Many members of African-American churches in the city and surrounding counties have found a home away from home at Barky’s.

“We’re a ministry,” Mr. Haggins said. “People come in here and it can turn into a church at any time. We have one man who comes here every day and we serve him communion. Some days, people come in here just to give testimonies.”

Most days, Mr. Haggins can be found working at Barky’s, which is nestled on Broad Street among a section of barbershops, hair salons, convenience stores and pawn shops. The shop serves not only as a place where people go to buy spiritual materials, but also as a hub for people of faith to congregate.

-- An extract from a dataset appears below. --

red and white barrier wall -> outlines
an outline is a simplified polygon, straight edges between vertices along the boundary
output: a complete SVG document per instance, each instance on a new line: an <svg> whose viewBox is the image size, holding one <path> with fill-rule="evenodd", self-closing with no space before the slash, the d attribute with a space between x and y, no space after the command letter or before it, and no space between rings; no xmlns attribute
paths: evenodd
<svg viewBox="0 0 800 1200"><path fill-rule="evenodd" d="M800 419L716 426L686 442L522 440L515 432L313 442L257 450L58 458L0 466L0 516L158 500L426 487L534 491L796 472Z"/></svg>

“It’s like an extension of home,” said Vincent Mapp, 62, who said he has frequented the store since his mother first took him there as a child in 1965.

“They specialize in one thing and that’s the Gospel of Jesus,” Mr. Mapp added. “You can get anything here for yourself or your church that you want.”

Miranda Lewis said she’s drawn to the store by its down-home feeling. “Mr. Haggins and his employees are so warm and inviting,” she said.

While many larger music stores and chains are no longer around, Barky’s has persevered and remains a mainstay in the community.

“I have so much gratitude to the people who have kept me here,“ Mr. Haggins said. “If it wasn’t for our customers, we wouldn’t be here. We try to pay them back by honoring God and serving the public.”

Mr. Haggins also praised his friends in the community who have helped him forge through tough economic times.

He praised one silent partner — Charles L. Belle, owner of Belle Auto Rental in Richmond — who “was kind enough to contribute when things were going bad.”

Mr. Haggins good-naturedly renamed the business “Barky’s and Belle Stores” temporarily to thank Mr. Belle for his assistance.

In his typical humble fashion, Mr. Haggins credits others with his store’s against-all-odds success.

He calls his employees “the heart of our business.”

He points to Frances Berry, the quick-with-a-smile sales associate behind the counter. “She has been with me 40 years,” he said. “I wouldn’t be here without her.”

He then reels off the names of other longtime employees, who are no longer at Barky’s. They include Josephine Harris, who baby-sat him as a child, and Victor Herbert, who both worked at Barky’s for nearly two decades. He also praised sisters Mary and Shirley Miller, sales associates there for 14 years.

Humility aside, Mr. Haggins’ customers and sale associates point to him as the glue that holds the store together.

“He’s a blessed man,” said Ms. Berry. “He knows how to get along so well with the customers.”